By Juan Montoya
Pam Taylor still has a hint of the slightly clipped British accent when she speaks to you.
She left England more than six decades ago and settled with her husband John Garza Taylor in Brownsville. The couple thought they had found heaven in their three-acre spread out by Monsees Road (or Esperanza Road, if you choose). Surrounded by fields of sorghum, citrus groves and cotton, and bounded on the south by the Rio Grande and on the north by the river levee, they were used to seeing Mexicans cross the river and walk by their home on the way to Milpa Verde, Southmost, and on to the rest of the city.
Like Rusty Monsees, their neighbor, they accepted it as part of the package of living along the river. They developed a good relationship with the Border Patrol, and often called them to report illegal immigrants trekking past their property.
Pam worked as a nurse in Birmingham, England in an Army barracks. She met her husband, a G.I. from Brownsville, while she worked there.
Two years later they boarded a boat for the two-week trip to the Unites States, and then on to Brownsville, some 6,000 miles away.
Two years later they boarded a boat for the two-week trip to the Unites States, and then on to Brownsville, some 6,000 miles away.
She is now 80, and suddenly, after they got the notice that the federal government was going to build a wall to prevent illegal immigration, she found out that she and her family were going to be fenced off from their adopted country.
"We need representation and protection, not a fence," reads a large sign she placed with an American flag at the entrance to Nogales Road leading to her home.
Neighbors often point out the British flag she still flies near her home, a reminder of her native country. Suddenly, she finds herself literally a woman without a country, in a kind of no-man's land. Her American Dream has turned into a nightmare.

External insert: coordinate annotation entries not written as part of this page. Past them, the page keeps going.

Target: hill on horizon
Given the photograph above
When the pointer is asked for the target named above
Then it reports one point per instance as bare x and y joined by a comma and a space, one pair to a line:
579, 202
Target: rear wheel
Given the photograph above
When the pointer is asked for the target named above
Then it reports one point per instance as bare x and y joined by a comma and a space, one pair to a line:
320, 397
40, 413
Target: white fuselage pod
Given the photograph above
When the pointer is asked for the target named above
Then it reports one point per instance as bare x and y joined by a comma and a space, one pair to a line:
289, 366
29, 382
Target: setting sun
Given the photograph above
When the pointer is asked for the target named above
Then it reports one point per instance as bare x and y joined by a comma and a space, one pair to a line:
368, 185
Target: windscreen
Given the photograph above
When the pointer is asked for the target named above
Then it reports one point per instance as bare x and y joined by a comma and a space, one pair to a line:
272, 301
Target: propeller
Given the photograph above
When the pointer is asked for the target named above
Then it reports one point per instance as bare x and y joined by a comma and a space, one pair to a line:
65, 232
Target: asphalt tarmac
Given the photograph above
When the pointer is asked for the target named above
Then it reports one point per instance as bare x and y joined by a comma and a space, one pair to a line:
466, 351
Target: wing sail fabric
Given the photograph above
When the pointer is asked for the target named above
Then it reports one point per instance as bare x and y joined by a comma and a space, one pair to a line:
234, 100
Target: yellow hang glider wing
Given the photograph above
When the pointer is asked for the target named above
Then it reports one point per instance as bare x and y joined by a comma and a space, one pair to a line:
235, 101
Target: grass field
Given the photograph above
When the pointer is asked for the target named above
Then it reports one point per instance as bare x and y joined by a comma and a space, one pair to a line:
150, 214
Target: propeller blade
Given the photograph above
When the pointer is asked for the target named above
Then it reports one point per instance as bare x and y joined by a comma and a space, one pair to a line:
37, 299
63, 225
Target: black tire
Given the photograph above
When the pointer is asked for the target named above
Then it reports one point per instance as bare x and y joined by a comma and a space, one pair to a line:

Like Taylor, people through the southern edges of Southmost are wondering what is going to happen to their ability to travel on Esperanza, whether the levee will be closed or gated, and whether checkpoints will be placed along the roads.
"They've already got one at Boca Chica, and I hear that another one is going to go up at the Puente de los Lobos (by the boat ramp on Highway 48)," said a man who would identify himself only as "La Pigua." "Some people say that there will be another at Laguna Vista, to control the traffic coming out of Port Isabel."
For now, not Taylor, "La Pigua," or anyone else, knows exactly where the feds will place the choke points in and around Brownsville. But one thing is for sure, if you thought it was a bother to go to Boca Chica because of the checkpoint, it is going to get even more bothersome and intrusive as the final plans are put in place.